To begin with his experimentation, he introduced and composed small phad paintings with new themes for this traditional art-form based on the episodes of the Devnarayan Mahagatha, the battle of Haldighati and the jauhar (self-immolation) of Padmini, the lives of Maharana Pratap, Prithvi Raj Chouhan, Rani Hadi, Padmini, Dhola Maru, Amar Singh Rathore, Buddha, Mahavira and the narratives from the Gitagovindam, the Ramayana, the Mahabharata and the Kumarasambhava. Tukras (Small pieces) paintings were introduced by him. Apart from the Bhopas, the traditional phad singer-priests, buyers of his works include the art connoisseurs, tourists, private and Government emporia and private art galleries. His works have been also found in the collections of various museums, which include National Museum, Indira Gandhi National Art Museum, National Craft Museum and Sanskriti Museum in New Delhi, Hare Krishna Museum, Kurushetra, Bhartia Lok Kala Mandal, Udaipur, Jawahar Kala Kendra, Jaipur, Linden Museum, Germany, Leforet Museum, Japan, Albert Museum, London, Landes Museum, Austria, Smith Sonian Museum, Washington, Syracuse University, USA Etenografisca Museum, Stockholm, and also in the museums of Singapore, Germany, Netherlands and France.

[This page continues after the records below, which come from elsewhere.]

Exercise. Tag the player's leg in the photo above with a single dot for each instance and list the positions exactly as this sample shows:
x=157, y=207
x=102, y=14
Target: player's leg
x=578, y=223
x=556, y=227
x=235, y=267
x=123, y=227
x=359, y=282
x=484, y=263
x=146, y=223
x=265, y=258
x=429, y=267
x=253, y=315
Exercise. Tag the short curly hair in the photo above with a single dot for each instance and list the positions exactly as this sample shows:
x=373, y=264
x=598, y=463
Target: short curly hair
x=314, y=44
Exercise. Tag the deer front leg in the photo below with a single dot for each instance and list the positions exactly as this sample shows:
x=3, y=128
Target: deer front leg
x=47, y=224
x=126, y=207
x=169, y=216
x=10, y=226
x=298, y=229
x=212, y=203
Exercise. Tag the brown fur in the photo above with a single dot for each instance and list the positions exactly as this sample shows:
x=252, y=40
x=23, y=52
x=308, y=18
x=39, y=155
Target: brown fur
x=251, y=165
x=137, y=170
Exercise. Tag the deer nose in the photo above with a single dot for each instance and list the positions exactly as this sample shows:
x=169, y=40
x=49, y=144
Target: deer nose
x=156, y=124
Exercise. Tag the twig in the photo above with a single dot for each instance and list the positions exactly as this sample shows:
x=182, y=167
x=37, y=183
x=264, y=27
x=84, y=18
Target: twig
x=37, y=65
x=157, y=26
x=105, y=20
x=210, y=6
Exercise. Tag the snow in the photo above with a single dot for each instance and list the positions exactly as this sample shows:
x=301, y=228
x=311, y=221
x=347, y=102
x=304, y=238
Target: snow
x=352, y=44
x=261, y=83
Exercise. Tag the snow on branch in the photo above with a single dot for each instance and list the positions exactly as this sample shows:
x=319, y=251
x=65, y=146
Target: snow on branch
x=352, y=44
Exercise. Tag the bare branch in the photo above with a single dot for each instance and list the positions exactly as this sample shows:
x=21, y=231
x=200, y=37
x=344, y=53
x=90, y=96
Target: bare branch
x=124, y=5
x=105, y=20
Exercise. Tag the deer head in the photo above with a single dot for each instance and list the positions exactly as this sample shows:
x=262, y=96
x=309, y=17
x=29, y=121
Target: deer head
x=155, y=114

His sons, Kalyan and Gopal are also notable artists of this art form. Kalyan Joshi's phad paintings are now adorning prime minister Narendra Modi's office walls.

==Awards and honours==
A long association with Komal Kothari, Kapila Vatsyayan and Jyotindra Jain inspired Joshi to experiment and innovate. He earned many international and national awards. He received the Padma Shri award in 2006 and the Shilpaguru award (2007). The Government of India issued a Rs. 5/- postal stamp on his famous creation- Phad of Shri Devnarayan.

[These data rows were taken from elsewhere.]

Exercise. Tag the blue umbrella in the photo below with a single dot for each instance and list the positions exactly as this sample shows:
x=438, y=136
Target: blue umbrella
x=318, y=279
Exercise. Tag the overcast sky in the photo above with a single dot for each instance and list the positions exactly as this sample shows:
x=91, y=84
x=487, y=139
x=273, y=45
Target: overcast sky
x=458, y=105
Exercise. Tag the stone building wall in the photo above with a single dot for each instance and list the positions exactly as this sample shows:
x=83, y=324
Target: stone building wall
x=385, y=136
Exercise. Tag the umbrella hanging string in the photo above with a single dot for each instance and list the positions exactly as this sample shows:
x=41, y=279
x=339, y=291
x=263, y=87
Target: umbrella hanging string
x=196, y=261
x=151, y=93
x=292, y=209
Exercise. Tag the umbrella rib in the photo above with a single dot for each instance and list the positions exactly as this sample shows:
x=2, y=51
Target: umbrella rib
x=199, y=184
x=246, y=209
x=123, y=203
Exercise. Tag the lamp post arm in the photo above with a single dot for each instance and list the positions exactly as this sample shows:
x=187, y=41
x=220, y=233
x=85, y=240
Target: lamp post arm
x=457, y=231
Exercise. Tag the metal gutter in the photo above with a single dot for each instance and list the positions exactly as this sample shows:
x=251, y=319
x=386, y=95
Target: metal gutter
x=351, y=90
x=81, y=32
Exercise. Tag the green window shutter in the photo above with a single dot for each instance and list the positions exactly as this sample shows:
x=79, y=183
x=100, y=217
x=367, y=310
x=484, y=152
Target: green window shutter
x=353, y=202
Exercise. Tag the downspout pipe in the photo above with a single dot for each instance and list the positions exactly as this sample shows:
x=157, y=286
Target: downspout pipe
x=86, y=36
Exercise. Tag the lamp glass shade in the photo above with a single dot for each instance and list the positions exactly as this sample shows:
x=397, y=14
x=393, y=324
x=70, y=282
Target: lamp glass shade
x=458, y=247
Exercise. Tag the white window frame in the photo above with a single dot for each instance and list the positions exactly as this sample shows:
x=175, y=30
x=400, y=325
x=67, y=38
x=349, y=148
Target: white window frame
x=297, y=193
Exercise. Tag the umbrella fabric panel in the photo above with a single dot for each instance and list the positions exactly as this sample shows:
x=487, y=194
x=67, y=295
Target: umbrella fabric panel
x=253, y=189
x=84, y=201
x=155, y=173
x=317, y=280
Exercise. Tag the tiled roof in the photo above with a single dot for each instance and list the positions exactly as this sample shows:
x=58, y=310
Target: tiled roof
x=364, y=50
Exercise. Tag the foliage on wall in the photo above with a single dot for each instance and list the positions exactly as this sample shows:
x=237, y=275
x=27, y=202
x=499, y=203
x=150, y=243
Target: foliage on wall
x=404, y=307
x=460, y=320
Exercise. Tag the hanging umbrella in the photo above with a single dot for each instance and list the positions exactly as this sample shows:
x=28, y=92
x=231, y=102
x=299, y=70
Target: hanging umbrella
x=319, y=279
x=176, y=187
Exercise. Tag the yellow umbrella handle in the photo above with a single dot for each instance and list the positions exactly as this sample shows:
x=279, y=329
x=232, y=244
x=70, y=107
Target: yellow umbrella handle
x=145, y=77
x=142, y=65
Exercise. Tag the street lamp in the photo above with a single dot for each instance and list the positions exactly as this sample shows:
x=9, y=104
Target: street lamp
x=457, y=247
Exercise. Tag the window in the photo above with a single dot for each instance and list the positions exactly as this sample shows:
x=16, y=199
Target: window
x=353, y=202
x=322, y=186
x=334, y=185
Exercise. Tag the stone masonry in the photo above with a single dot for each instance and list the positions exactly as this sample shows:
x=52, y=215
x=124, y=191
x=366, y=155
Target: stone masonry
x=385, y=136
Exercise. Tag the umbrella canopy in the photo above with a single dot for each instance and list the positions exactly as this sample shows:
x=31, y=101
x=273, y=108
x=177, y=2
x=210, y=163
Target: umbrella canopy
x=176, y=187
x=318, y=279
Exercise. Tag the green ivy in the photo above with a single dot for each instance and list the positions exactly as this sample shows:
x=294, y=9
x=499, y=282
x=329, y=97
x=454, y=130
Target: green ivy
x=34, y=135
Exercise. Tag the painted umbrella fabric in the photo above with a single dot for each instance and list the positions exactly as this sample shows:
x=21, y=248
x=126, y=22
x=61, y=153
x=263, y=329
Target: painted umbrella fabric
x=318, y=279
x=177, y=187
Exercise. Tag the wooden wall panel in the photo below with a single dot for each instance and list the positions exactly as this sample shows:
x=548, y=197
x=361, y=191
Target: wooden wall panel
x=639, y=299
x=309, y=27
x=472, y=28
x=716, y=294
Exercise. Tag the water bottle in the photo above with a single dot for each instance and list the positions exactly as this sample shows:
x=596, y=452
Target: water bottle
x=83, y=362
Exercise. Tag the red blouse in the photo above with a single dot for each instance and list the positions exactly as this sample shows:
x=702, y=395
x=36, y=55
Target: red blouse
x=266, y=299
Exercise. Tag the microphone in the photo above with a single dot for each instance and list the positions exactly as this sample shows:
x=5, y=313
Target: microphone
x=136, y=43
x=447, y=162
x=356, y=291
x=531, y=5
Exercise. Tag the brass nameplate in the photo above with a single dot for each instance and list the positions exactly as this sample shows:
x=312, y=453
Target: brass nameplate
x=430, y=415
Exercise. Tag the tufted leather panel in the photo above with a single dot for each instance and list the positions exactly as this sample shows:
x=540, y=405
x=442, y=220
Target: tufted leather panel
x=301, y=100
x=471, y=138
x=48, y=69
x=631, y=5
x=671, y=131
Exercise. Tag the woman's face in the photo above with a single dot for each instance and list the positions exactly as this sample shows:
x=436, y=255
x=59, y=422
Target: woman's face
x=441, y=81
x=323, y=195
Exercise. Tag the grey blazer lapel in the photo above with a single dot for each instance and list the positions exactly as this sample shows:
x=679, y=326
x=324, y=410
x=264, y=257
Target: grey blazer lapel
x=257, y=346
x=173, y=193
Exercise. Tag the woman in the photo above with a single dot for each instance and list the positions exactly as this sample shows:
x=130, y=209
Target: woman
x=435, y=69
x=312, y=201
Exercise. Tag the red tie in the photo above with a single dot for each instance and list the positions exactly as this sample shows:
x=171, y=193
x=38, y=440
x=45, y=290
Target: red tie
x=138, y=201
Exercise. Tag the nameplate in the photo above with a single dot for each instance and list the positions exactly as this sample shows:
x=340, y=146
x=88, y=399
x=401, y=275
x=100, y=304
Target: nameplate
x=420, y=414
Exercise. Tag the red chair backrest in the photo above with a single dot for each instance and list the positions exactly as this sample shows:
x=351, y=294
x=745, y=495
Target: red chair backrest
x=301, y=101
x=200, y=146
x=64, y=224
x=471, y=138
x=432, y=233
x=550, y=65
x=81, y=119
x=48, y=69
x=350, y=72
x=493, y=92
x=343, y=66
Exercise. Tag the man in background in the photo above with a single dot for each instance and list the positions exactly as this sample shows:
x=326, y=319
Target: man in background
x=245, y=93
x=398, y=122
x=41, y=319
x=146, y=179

===International Awards===
- SAARC International Award, Islamabad
- Black Magician Award, German Festival, Stuttgart

===National Awards===
- National Merit Award, New Delhi, 1969,'72,'74
- National Award, 1984
- Silver Award, Bhartiya Lok Kala Mandal, 1979
- Kala Shree Award, Haryana Government, 1989
- Bhuwalka Public Welfare Award, Marudhara Institute, Calcutta, 1994
- Padma Shri Award, New Delhi, 2006
- Sangeet Shyamla Award, Kolkata, 2007
- Shilpaguru Award, 2007

==Documentaries on his works==
- "The Folklore" by Mani Kaul
- "Phad Painting & Shri Lal Joshi" by Lalit Kala Academy
- "Painted Epics of Rajasthan" by Door Darshan
- "Twenty four Bagrwat Bros. & Lord Dev narayan" by J.C. Miller
- "Phad Paintings of Rajasthan" by BBC.